On 28 Sep 2015, at 4:59, Joe Abley wrote:

Hi all,

We don't seem to be getting anywhere with this draft. (Jakob is going to bump it to -12; there have been no real updates apart from the version bump in

I appreciate that the methods described in this document are not universally liked. I have a feeling that we would get more discussion if the question was more open-ended, e.g. how should trust anchors be published?

This document describes existing practice, and provides guidance for people who need to bootstrap a validator using the mechanisms provided by ICANN back in 2009/2010 when the root zone was first published.

Here's a suggestion. If we were to consider publishing this document as-is as a way of describing the current approach, we would at least have a stable reference to the way we do things today. We could always consider other approaches and, once implemented by ICANN, publish a new document that obsoletes or updates this one.

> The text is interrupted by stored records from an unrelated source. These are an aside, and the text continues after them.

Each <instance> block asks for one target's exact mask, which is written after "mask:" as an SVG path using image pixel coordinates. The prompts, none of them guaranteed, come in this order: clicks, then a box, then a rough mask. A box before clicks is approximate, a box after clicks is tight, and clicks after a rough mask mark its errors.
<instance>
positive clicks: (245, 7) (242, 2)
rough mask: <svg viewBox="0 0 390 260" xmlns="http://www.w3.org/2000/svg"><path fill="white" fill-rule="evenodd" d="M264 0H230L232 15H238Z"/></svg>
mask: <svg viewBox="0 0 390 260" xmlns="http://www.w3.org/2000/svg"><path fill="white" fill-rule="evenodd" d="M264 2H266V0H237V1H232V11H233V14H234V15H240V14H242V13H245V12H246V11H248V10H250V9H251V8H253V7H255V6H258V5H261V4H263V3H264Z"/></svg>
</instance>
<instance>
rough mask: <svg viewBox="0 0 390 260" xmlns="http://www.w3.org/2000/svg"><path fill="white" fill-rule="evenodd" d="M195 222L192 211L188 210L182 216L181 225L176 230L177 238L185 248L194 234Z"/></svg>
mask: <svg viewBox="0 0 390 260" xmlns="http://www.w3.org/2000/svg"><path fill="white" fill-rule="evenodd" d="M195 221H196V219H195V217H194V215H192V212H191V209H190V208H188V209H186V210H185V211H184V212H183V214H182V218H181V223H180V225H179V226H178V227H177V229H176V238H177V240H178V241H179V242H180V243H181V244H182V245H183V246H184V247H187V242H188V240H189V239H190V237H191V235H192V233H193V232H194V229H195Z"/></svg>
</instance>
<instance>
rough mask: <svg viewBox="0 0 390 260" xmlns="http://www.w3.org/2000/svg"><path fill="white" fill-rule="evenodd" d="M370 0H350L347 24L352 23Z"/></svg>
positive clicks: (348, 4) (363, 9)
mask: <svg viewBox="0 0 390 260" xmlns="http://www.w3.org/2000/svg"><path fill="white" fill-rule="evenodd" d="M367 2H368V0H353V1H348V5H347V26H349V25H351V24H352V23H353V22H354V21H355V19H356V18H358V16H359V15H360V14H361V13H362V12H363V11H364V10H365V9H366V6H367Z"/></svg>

If that's an approach that people could stomach, then I would suggest the next step is to WGLC this document and for those who would like to propose different mechanisms to write them down.

We could do that, but the RFC should probably not be published for at least another six months due to terminology / politics / IANAPLAN, so we don't need to rush the WG LC either. For example, the draft uses the phrase "an IANA function performed by ICANN", to which many folks at layer 9 will object until the transition has already happened.

If the WG wants to adopt this draft before the IANA transition is done, I would strongly prefer that the document be first adopted before there is a WG Last Call. Getting the wording in the document about "this is a current implementation" should be done in more than one step. As a concrete example, the abstract boldly states "This document describes how such trust anchors are published" which should instead be "This document describes one way how such trust anchors are published". Even the phrase in the abstract "has been cryptographically signed" can be misread by the ICANN skeptics as "was signed in the past, but isn't currently". There are other examples in the document that should be stated more carefully.

Also: how much is this document really needed? Are there operators of validating resolvers who are unfamiliar with how to get the trust anchor? It is likely that the most common method for getting the DNSSEC trust anchor for the DNS is "it came in my distro". If so, then a "how it is currently done" document needs to emphasize the positive and (maybe very) negative aspects of this practice.